LA PRATIQUE DE LA CAPOEIRA
La capoeira se joue au centre d’un cercle (roda) où deux capoeiristes échangent avec malice et respect attaques, contre-attaques, feintes et acrobaties en une continuité fluide. Les autres joueurs forment la ronde et rythment le jeu en chantant, jouant des instruments et frappant des mains. Le capoeiriste y développe ainsi sa souplesse, son agilité et son équilibre tout en apprenant les chants et les rythmes propres à la capoeira.
La "roda"
La roda est la ronde que forment les capoeiristes lors des confrontations qui sont appelées "jeux".
Elle met en scène tous les aspects de la capoeira: l’aspect martial avec ses combats et l’aspect artistique avec les acrobaties, les chants et les instruments typiques de la capoeira. Cette ronde, qui délimite l’espace de jeu, sert surtout à créer une ambiance propice au spectacle. En effet, cette roda crée, par ses chants et ses rythmes brésiliens, une ambiance festive et chaleureuse qui donne de l’énergie aux capoeiristes qui s’affrontent au centre du cercle.
La musique
Dans une roda typique, l’orchestre est composé des instruments de percussions suivants: trois berimbaus, deux pandeiros (tambourin), un atabaque (tambour afro-brésilien) et parfois un agôgô et un recôcô.
Arc musical traditionnel d’origine africaine, le berimbau est constitué d’un arc, d’un fil de fer et d’une calebasse, fruit vidé et séché. Le berimbaus produit un son grave (gunga), moyen (médio) ou aigu (viola) selon la taille de la calebasse.
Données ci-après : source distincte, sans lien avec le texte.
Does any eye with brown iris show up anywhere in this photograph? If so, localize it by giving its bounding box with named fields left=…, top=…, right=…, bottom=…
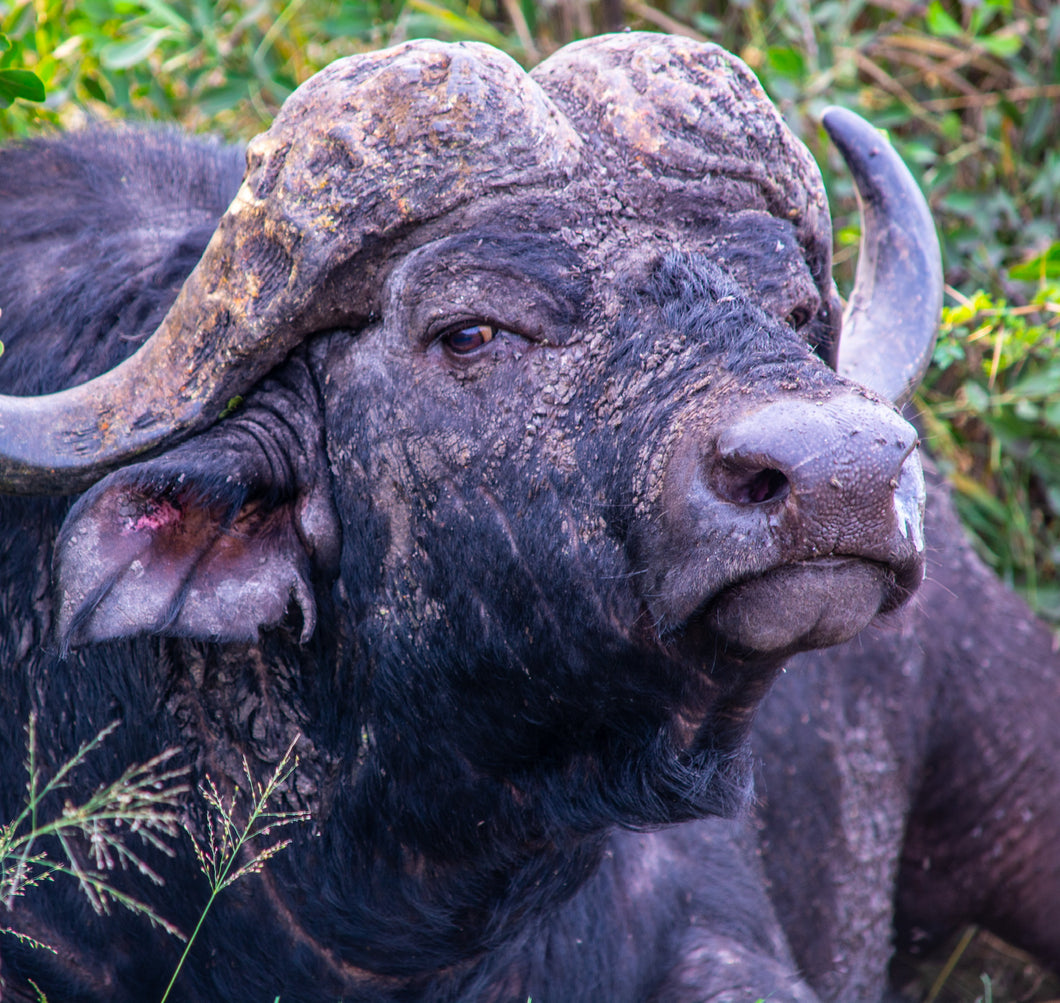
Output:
left=441, top=323, right=497, bottom=355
Le berimbau est l’instrument le plus important de la capoeira et contrôle la roda: la personne qui tient le berimbau gunga décide du début et de la fin de la roda et dicte le rythme et le type de jeu.
Il existe deux types de chants: la "ladainha" (litanie), qui ouvre la roda, rappelle l’origine de la capoeira et rend hommage aux maîtres. Ensuite, les "corridos", chantés par le soliste et repris par le choeur, racontent parfois une anecdote, s’adressent à quelqu’un ou commentent le jeu en train de se dérouler.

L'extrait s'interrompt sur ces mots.